Я и Ковальски уселись за стол в гостиной; оформив протокол допроса, Ковальски показал, где нужно расписаться, положил бумаги в портфель и, улыбаясь, сказал: «Между прочим, господин Дюрен, не такой вы простак, каким прикидываетесь, и о смерти Фосса многое знаете: я сомневаюсь в случайности вашего с ним знакомства. Люди госпожи Мире, — я с ними ночью беседовал, — легенды о вас рассказывают, а они лгать не любят. И не Дюрен вы, а неизвестно кто, поэтому не смогу я отпустить вас из Ариона ни сегодня, ни завтра».
— Вы удивительно доверчивы к сплетням и вымыслам, — холодно промолвил я. — Я при желании могу сочинить, что вы, прикрываясь мной, шантажировали госпожу Мюре, а вчера днем, используя как отягчающий факт мою мнимую смерть, вступили с ней в прямой контакт и получили за молчание огромные деньги. Опасаясь разоблачения, вы предупредили Мюре об аресте, а ночью, предложив устроить побег за границу, убили ее, успев перед этим узнать, что я — не Дюрен.
Ковальски сидел бледный, глядя на меня со страхом и ненавистью.
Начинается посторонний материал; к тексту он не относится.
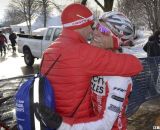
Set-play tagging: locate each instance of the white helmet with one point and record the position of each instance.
(119, 24)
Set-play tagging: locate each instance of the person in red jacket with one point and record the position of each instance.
(109, 93)
(3, 40)
(79, 62)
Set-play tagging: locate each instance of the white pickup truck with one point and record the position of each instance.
(33, 46)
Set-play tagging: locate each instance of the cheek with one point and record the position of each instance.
(97, 34)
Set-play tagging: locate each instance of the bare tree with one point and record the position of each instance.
(44, 5)
(108, 4)
(28, 8)
(13, 16)
(142, 12)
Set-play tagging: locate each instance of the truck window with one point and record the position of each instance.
(49, 33)
(56, 33)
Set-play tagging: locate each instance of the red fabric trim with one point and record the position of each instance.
(115, 42)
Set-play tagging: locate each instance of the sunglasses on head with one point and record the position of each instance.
(104, 30)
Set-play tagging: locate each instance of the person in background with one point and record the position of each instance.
(12, 38)
(79, 62)
(3, 40)
(152, 47)
(109, 94)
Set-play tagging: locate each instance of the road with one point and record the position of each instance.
(12, 65)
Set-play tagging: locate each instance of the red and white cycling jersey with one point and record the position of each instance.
(109, 99)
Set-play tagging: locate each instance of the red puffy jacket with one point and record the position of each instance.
(78, 63)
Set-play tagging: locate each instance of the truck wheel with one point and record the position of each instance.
(28, 58)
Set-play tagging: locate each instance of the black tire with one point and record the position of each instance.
(28, 58)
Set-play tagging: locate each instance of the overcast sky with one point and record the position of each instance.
(4, 4)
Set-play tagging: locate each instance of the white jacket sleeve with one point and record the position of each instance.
(117, 87)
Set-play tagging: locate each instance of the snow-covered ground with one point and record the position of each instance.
(137, 49)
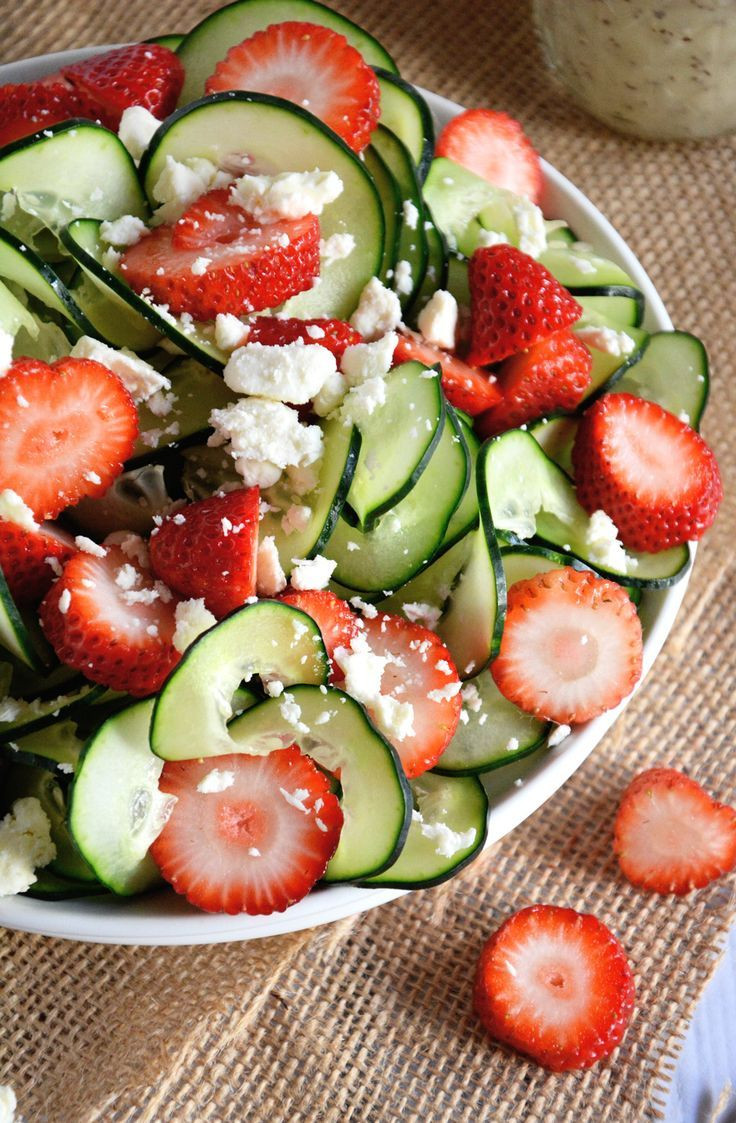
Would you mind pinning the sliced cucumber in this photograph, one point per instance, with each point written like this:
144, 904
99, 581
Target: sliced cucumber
116, 309
197, 391
448, 829
334, 472
23, 781
399, 439
472, 623
210, 39
281, 137
23, 266
339, 736
390, 195
408, 536
412, 238
269, 639
406, 112
581, 268
529, 495
116, 809
39, 713
18, 633
72, 170
617, 303
493, 732
673, 373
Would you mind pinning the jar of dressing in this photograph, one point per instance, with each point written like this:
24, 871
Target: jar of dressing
657, 69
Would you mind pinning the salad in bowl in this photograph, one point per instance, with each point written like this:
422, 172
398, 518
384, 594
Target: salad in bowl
350, 465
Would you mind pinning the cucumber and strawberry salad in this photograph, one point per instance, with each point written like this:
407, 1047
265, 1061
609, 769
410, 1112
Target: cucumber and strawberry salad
332, 471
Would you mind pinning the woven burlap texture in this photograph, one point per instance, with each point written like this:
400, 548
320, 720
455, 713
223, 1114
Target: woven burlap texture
371, 1020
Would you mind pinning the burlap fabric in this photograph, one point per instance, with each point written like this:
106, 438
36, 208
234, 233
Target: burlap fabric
371, 1020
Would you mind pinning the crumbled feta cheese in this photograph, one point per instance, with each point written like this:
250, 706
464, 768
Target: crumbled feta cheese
25, 846
265, 437
136, 128
336, 248
6, 352
270, 575
420, 613
437, 321
559, 735
314, 573
362, 401
445, 693
402, 277
379, 310
361, 362
229, 331
12, 509
491, 238
138, 377
89, 547
288, 194
603, 545
529, 222
296, 518
192, 618
123, 231
218, 779
291, 373
410, 213
330, 395
606, 339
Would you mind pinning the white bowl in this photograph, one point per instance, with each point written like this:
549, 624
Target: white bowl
166, 919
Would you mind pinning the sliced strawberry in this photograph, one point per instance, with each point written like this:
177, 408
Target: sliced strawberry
654, 475
29, 558
257, 840
556, 985
496, 147
335, 619
670, 836
209, 549
515, 302
551, 375
143, 74
334, 335
229, 263
65, 430
312, 66
465, 387
109, 619
419, 672
571, 646
29, 107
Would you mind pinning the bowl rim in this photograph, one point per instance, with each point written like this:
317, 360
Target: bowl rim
163, 919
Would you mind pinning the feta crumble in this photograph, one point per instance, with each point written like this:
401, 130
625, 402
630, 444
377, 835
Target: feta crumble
25, 846
216, 781
314, 573
606, 339
288, 194
138, 377
437, 321
270, 575
192, 618
379, 310
291, 373
12, 509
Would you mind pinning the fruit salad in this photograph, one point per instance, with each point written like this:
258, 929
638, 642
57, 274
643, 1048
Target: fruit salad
333, 471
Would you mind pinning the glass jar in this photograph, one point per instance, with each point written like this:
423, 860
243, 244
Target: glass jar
656, 69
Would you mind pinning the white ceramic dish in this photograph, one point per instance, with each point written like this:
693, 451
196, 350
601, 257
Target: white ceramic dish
166, 919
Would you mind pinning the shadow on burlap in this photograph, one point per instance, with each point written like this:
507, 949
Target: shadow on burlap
371, 1019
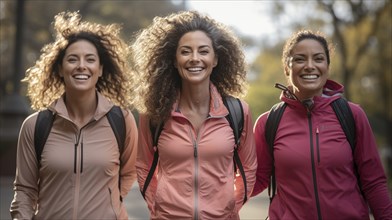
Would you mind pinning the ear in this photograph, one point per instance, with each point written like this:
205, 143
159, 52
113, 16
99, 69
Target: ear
215, 61
286, 71
60, 71
100, 70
Я догадался о его истинной роли, сопоставив ряд фактов: госпожа Мюре и ее банда предлагали мне деньги, которые требовал кто — то другой; Ковальски не сообщил в полицию, что я перед исчезновением из гостиницы был у госпожи Мюре; лишь он имел возможность позвонить Мюре перед приездом полиции — однако решиться на данный шаг он мог, если ранее лично брал у Мюре деньги; собранная госпожой Мюре информация обо мне оказалась у Ковальски: получить ее он мог только после моего «возвращения в живые» — но рисковал ночной встречей с Мюре явно не из— за данных сведений (зачем я ему?!), а для того, чтобы уничтожить опасного свидетеля.
Собравшись с силами, Ковальски хрипло рассмеялся: «Молодцы мы: столько друг о друге напридумывали! Я не возражаю против вашего отъезда».